First Prize, $500: Roy Bentley
“Luis Sarria, Muhammed Ali’s Longtime Cut Man, Prepares the Boxer’s Face for a Workout in Deer Lake in 1978”
This poem, ekphrastic from a photo, exceeds the mere description typical of ekphrastic poems by seeing the photo from the inside out. The poet uses a capacious Whitmanesque line to focus tightly on an intimate relationship of healer and warrior. These men do not speak, but the cut-man’s fingers feel their way into the hard history of Ali and all black Americans. This tight shot then brings the two out on the road into a country fighting for and against civil rights. The poet has researched the physical things in the photo and through concrete specificity has used them precisely to meld history and human particularity. I was moved by the poem, and thought of Ali with warmth. I was in Vietnam the year Ali refused to serve, and saw the effect of this on the black marines I was deployed with. By a few images the poet has not only sharply depicted the two men, but opened up the world around them and its history.
Second Prize, $200: Richard Cummins, “Carpe Diem”
I like very much this father’s observation of his daughter as the family trio drives through a landscape. The father’s language of memory and time are counterpoint to the child’s joyful naming of things. The father knows the snow is coming; the daughter’s acquisition of language is immediate. The child’s grasping for language recapitulates the poet’s incessant choosing of the best words. The poet says, “Love tells me that we three close our eyes/and create the world each time we open them again, that there is nothing but now, nowhere but here.” This line is a demonstration of Coleridge’s argument that the poet creates the world as if for the first time.
Third Prize, $100: Terry Bodine, “Hitting the Bottle”
This poem is in one sense a struggle with alcohol but in another, just getting through life with its “slings and arrows of outrageous fortune.” The bruises are not only the broken blood vessels beneath the skin but life’s heartaches. Childhood is woven with the present. “We’re as likely to remember a story we’re told/as we are the story we lived.” Memory revises, innocence is bruised with experience.
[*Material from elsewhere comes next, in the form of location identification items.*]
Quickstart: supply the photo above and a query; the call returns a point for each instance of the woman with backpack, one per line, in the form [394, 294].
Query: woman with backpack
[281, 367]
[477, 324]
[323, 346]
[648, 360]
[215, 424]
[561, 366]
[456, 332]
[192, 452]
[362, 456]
There is a need for a mother to wipe away tears but there is also a sense the speaker will survive and recover. “When I lie down in beds of guttered leaves/I’m still able to stand back up.”
Honorable Mentions (alphabetical order by poem title)
“After Slaying the Dragons”—Jonathan Greenhause
“Annunciation on Rue Saint-Urbain”—James Crews
“Between A Mother and a Son”—Candice Kelsey
“Mythomania”—Howie Faerstein
“Over”—Tom Paine
“Post Impressionism”—Kathleen Holliday
“They Watched”—LQ McDonald III
“Thirteen Truths”—Michele Randall
“To the Brink”—Linda Haltmaier
“Transition Period”—Bill Glose
We’d like to thank the judge, Doug Anderson, and everyone who entered. We read many wonderful poems, and we’re hoping to find room for some of them in the Spring/Summer issue, so if your name is not on the list above, you may still be getting an acceptance from us after July 4th. And Happy July 4th!